Police Minister Poto Williams echoed those comments.

"I was clear from the outset that this would be a smaller buyback with no large scale collection events, and police doing collections by appointment," Williams said.

"The absolute priority was acting when this group of firearms came to our attention - for the safety of our communities. And we did.

"Ultimately - these firearms, in addition to the 60,000 prohibited firearms taken out of circulation in the gun buyback last year, have been removed from circulation for good.

"These types of firearms can no longer be used to cause harm in our communities. That, to me, is the ultimate measure of success."

On the cost of the buyback, Poto Williams confirmed a total of $2.4m was paid out in compensation, with the rest, roughly $3.8m, being administration costs such as staffing, ICT and advertising.
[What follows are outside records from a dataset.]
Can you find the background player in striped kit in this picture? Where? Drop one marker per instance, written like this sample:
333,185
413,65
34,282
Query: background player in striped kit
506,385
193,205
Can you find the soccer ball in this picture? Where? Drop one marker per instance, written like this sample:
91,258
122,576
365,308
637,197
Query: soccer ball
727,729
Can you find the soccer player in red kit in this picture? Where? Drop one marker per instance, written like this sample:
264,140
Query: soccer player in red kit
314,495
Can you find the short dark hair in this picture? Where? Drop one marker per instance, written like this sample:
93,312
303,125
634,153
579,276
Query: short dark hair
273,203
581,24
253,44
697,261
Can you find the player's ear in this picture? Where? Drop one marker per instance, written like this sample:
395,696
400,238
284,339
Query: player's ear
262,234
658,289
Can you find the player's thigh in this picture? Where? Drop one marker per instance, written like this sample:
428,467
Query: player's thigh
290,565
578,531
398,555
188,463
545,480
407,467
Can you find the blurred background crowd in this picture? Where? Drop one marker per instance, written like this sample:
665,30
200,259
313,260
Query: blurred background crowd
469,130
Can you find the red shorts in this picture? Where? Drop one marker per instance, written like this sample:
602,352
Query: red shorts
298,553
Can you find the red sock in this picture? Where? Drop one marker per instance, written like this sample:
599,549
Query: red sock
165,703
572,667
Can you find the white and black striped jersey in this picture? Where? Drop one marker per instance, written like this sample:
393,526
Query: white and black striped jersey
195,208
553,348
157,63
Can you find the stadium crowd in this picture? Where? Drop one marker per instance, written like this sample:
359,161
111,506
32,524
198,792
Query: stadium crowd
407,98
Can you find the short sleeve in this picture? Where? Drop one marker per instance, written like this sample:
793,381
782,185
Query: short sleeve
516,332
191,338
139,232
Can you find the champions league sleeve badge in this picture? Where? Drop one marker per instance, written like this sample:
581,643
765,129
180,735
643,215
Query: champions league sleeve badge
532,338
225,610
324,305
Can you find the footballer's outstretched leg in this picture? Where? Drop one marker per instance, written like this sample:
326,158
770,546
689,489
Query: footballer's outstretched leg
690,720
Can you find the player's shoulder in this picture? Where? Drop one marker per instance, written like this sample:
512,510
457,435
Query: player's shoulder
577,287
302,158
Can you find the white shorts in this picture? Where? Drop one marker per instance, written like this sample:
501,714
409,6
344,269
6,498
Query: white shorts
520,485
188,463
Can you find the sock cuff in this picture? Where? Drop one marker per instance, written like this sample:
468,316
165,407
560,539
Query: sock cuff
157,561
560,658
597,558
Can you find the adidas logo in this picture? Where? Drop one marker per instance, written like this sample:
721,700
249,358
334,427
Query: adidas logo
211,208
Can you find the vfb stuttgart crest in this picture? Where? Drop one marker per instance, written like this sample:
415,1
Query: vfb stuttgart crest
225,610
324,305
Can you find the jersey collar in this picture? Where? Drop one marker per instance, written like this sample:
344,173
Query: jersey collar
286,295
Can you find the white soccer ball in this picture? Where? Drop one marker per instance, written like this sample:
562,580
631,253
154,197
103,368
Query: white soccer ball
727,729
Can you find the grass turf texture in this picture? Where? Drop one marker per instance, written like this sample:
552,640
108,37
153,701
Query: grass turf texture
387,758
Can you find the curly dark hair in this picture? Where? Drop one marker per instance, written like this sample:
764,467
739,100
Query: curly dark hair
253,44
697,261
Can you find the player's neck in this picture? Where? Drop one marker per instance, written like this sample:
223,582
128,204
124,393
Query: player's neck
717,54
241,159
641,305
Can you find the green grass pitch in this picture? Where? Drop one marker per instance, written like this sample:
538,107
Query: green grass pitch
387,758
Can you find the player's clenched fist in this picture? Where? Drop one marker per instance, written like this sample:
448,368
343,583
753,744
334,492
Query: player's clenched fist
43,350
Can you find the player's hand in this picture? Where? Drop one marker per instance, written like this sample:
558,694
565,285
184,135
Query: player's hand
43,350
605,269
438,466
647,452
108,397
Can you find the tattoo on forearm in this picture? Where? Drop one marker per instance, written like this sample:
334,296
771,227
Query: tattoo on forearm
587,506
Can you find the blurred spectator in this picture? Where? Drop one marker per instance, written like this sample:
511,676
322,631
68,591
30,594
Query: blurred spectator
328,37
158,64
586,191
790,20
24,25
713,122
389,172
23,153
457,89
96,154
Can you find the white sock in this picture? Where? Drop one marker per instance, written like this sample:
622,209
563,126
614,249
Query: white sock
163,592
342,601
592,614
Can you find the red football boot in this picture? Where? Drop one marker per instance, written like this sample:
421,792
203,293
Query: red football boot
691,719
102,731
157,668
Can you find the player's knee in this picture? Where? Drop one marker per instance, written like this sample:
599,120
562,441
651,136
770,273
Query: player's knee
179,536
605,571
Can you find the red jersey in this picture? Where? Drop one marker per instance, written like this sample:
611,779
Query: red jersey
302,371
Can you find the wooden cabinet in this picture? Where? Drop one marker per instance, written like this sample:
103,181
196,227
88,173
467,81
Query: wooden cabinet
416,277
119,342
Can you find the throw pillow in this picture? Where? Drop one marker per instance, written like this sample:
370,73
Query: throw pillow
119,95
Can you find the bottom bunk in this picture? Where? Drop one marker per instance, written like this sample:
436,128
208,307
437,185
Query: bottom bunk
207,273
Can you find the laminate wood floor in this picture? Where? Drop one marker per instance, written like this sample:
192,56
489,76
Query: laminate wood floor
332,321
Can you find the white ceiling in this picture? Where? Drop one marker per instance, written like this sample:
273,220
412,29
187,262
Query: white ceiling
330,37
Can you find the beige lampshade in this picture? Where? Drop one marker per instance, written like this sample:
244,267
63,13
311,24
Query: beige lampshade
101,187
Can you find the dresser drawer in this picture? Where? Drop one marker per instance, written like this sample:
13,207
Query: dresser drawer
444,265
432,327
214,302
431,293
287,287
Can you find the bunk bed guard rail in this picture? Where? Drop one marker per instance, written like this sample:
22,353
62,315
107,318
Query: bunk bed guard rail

She said they were "all important elements of a firearms buyback".

Nicole McKee and Simeon Brown disagree, and said the money could have been better spent getting long awaited firearms prohibition orders legislation off the ground.

In May, the government announced its intention to introduce firearms prohibition orders at some point in the future, but Brown said there is no telling when that will happen, and gang crime is not stopping.

"There's been 66 firearm incidents involving gangs over the last couple of months since she made the announcement that the government would introduce firearm prohibition orders," Brown said.

"That number is only going to increase the longer they are going to wait and fail to actually address the issue by introducing the legislation they've promised to the house."

The Firearms Prohibition Order Bill is expected to be introduced to the House before the end of the year.